L’environnement macroéconomique 

Les indicateurs macroéconomiques tels que l’inflation, le taux de chômage ou la croissance du PIB (Produit Intérieur Brut) donnent des informations importantes sur l’état de l’économie dans laquelle évolue l’organisation. L’environnement général est-il porteur pour la société ou au contraire la met-elle à risque ?

L’environnement géopolitique

L’organisation dans laquelle j’investis est-elle sujette à une guerre ou à d’éventuelles sanctions économiques ? Un analyste rigoureux n’aurait par exemple pas investi en 2021 dans une entreprise fortement exposée au marché russe ou au marché ukrainien.

Analyse fondamentale vs analyse technique

Analyse fondamentale vs analyse technique

L’analyse technique et l’analyse fondamentale s’opposent. En effet, l’analyse technique part du principe qu’un titre intègre instantanément toute l’information disponible sur les marchés. En revanche, l’analyse fondamentale considère que le prix d’un titre peut-être éloigné de sa valeur intrinsèque mais tend à s’en rapprocher à long terme.

Contrairement à l’analyse fondamentale, l’analyse technique se fonde sur l’évolution du cours de l’actif financier afin de comprendre la perception qu’en a le marché pour tenter de l’anticiper. L’objectif de l’analyse technique est d’identifier des opportunités spéculatives. L’analyse technique vise le court terme. 

L’analyse fondamentale se fonde, quant à elle, sur les caractéristiques financières de l’entreprise ainsi que son environnement économique. L’ensemble des critères macroéconomiques et microéconomiques susceptibles d’impacter la valeur de l’entreprise est pris en compte. L’objectif de l’analyse fondamentale est de définir la valeur intrinsèque de l’actif. L’analyse fondamentale vise le long terme.

Quel logiciel choisir pour investir en bourse ?

Screening d'actions avec le site de bourse Seeking Alpha, meilleur stock screener du marché.
Screening d’actions avec le site de bourse Seeking Alpha.

Si vous souhaitez vous constituer un portefeuille d’actions en en vous basant sur les fondamentaux des entreprises, il est indispensable de vous équiper d’un bon stock screener (sélecteur d’actions).

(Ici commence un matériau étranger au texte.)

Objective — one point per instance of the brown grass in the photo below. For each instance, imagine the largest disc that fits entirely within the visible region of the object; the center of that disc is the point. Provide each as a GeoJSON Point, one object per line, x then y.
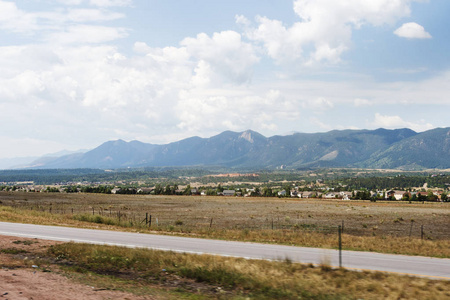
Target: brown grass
{"type": "Point", "coordinates": [253, 278]}
{"type": "Point", "coordinates": [389, 227]}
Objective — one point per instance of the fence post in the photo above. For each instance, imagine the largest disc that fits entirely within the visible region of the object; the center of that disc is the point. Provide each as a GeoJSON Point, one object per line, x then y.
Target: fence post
{"type": "Point", "coordinates": [340, 246]}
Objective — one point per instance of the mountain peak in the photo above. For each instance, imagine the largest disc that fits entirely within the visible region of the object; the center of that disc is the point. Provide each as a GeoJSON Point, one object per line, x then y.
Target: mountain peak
{"type": "Point", "coordinates": [247, 135]}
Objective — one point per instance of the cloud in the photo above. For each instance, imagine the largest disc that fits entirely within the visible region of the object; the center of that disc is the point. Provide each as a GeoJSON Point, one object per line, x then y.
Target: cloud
{"type": "Point", "coordinates": [395, 121]}
{"type": "Point", "coordinates": [325, 30]}
{"type": "Point", "coordinates": [222, 54]}
{"type": "Point", "coordinates": [361, 102]}
{"type": "Point", "coordinates": [110, 3]}
{"type": "Point", "coordinates": [412, 31]}
{"type": "Point", "coordinates": [15, 20]}
{"type": "Point", "coordinates": [82, 34]}
{"type": "Point", "coordinates": [319, 104]}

Un stock screener une application ou un site boursier qui vous permet de trouver les actions dont les états financiers correspondent à vos critères de sélection. Les stock screeners croisent une très grande quantité de données (ratios de valorisation, ratio d’endettement, croissance, rentabilité, marge d’ebitda, actions du management, etc), de sorte que vous pouvez facilement faire le tri selon les critères qui vous semblent les plus pertinents.

➡️ Seeking Alpha est, de mon point de vue, l’un des meilleurs stock screeners. Pour avoir accès à l’ensemble des fonctionnalités, il faudra compter un peu moins de 20 euros par mois. On vous donne notre avis complet sur Seeking Alpha ici.

Questions fréquentes

Qu’est-ce que l’analyse fondamentale ?

Quand il s’agit d’investir dans un titre financier, l’analyse fondamentale s’appuie sur les états financiers de la société ainsi que sur l’ensemble des facteurs qui peuvent influencer ses rendements.

Pourquoi faire une analyse fondamentale ?

Un investisseur cherche toujours à faire de bonnes affaires. Calculer la valeur d’un actif permet de savoir si on l’achète à un prix compétitif ou non.

Qu’est-ce qu’un ratio financier ?

Un ratio financier est un pourcentage ou un coefficient calculé entre plusieurs agrégats issus du compte de résultat ou du bilan d’une société. Ils permettent de les mettre en perspective et de les comparer à d’autres sociétés. Il en existe des dizaines parmi lesquelles le PER ou le ROCE.

Qu’est-ce que la capacité d’autofinancement (CAF) ?

La capacité d’autofinancement (CAF) est un indicateur financier qui permet de mesurer la capacité d’une entreprise à couvrir la variation de son BFR, investir et enfin rembourser ses dettes sans recours à de nouveaux financements (augmentation de capital, emprunts bancaires, apports en compte courant ou subventions par exemple).